Tutta sommato, roba che funziona.

Dove invece Surface fallisce, ricavandone momenti di pesantezza, è nel tentativo di essere qualcosa in più di un semplice thrillerino.

Lo si vede, per esempio, nell’insistenza con cui si rimesta nella psiche e nei sogni di Sophie, con piglio stancamente autoriale, oppure in certe scelte registiche, come quella di Sam Miller che nei primi due episodi da lui diretti inquadra i volti dei protagonisti lasciando fuori fuoco una parte dell’inquadratura, a simboleggiare che la vita di Sophie, al momento, è per l’appunto fuori fuoco, con i contorni non perfettamente delineati.

Sono piccole scelte che hanno una loro legittimità, ma la cui insistenza sembra voler suggerire una profondità psicologica e filosofica che, almeno in questi primi tre episodi, Surface non sembra in grado di offrire sul serio.
E il fatto che ci provi in maniera così esplicita, senza riuscirci, rovina un po’ l’esperienza di una serie che, se si limitasse a fare il thriller di maniera, porterebbe a casa il risultato senza troppa fatica.

Da questo punto di vista, forse, vale anche la pena di inserire Surface nell’ambito più generale della serie di Apple TV+, una piattaforma che nei mesi scorsi abbiamo molto elogiato per la sua capacità di puntare alla qualità più che alla quantità (con riferimento nemmeno troppo velato alla bulimia narrativa di Netflix).
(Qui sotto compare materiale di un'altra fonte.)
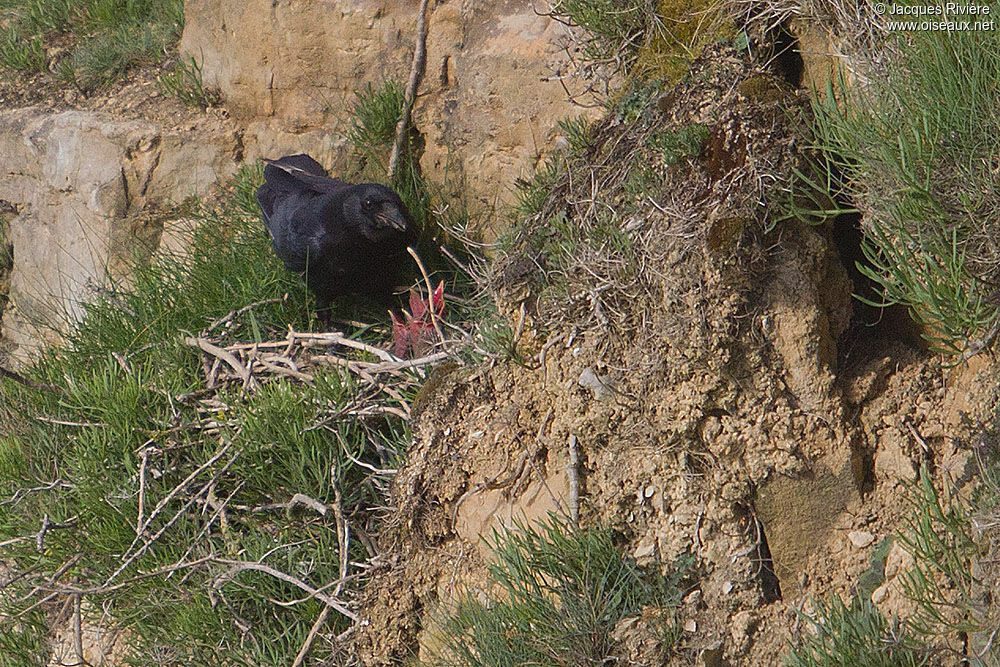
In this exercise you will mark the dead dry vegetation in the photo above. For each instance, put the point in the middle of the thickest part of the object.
(696, 377)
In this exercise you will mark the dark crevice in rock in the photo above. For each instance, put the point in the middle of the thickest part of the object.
(868, 323)
(769, 584)
(787, 60)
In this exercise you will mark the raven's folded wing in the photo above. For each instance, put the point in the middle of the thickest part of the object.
(295, 173)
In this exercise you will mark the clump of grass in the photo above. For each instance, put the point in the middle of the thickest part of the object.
(107, 37)
(185, 83)
(914, 149)
(133, 433)
(559, 593)
(376, 112)
(854, 634)
(23, 55)
(953, 544)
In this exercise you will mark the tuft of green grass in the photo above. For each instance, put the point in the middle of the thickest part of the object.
(107, 37)
(376, 112)
(618, 29)
(556, 595)
(854, 634)
(951, 546)
(23, 55)
(913, 149)
(684, 142)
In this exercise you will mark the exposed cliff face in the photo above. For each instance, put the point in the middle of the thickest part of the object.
(488, 104)
(288, 73)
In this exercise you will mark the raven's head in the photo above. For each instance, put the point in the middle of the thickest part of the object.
(378, 213)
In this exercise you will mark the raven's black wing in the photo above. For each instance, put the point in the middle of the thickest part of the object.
(297, 173)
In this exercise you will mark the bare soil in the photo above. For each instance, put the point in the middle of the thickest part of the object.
(757, 418)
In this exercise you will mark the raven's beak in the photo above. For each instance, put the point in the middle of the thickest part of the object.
(390, 216)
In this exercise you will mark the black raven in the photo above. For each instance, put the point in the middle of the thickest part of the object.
(343, 238)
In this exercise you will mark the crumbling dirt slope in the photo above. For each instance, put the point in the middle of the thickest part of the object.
(730, 403)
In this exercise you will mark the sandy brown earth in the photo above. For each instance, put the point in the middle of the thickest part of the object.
(741, 408)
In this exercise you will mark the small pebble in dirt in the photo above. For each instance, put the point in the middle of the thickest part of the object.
(860, 538)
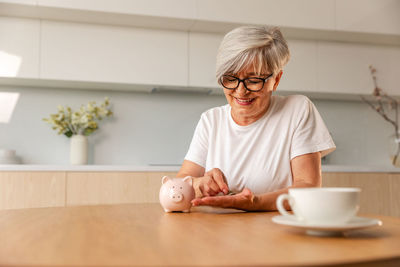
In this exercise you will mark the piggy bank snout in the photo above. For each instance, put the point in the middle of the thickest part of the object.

Un taglio che sarebbe confermato da diversi titoli che abbiamo messo nella parte (molto) alta della nostra classifica, da Severance a Slow Horses a Pachinko, che però negli ultimi tempi è stato un po’ sporcato da altri prodotti di livello inferiore (penso a Loot, Now & Then, anche The Essex Serpent, partita in pompa magna e poi un po’ incartata su se stessa).

Ecco, è un po’ presto per dire che Apple stia seguendo la strada (legittima, sia chiaro) di Netflix, anche perché quello vorrebbe dire cominciare a produrre serie e film per praticamente “tutti” i pubblici, e non sembra che Apple sia di questo avviso, al momento.
Certo è, però, che al momento Surface va collocata della parte bassa dei prodotti di Apple Tv+, un titolo in larga parte dignitoso, ma al momento incapace di fare quel passo in più verso il “memorabile”.

Perché seguire Surface: è un thriller psicologico che, in quanto thriller, funziona abbastanza.
Perché mollare Surface: finora Apple TV+ ci ha abituati a prodotti ben più stuzzicanti.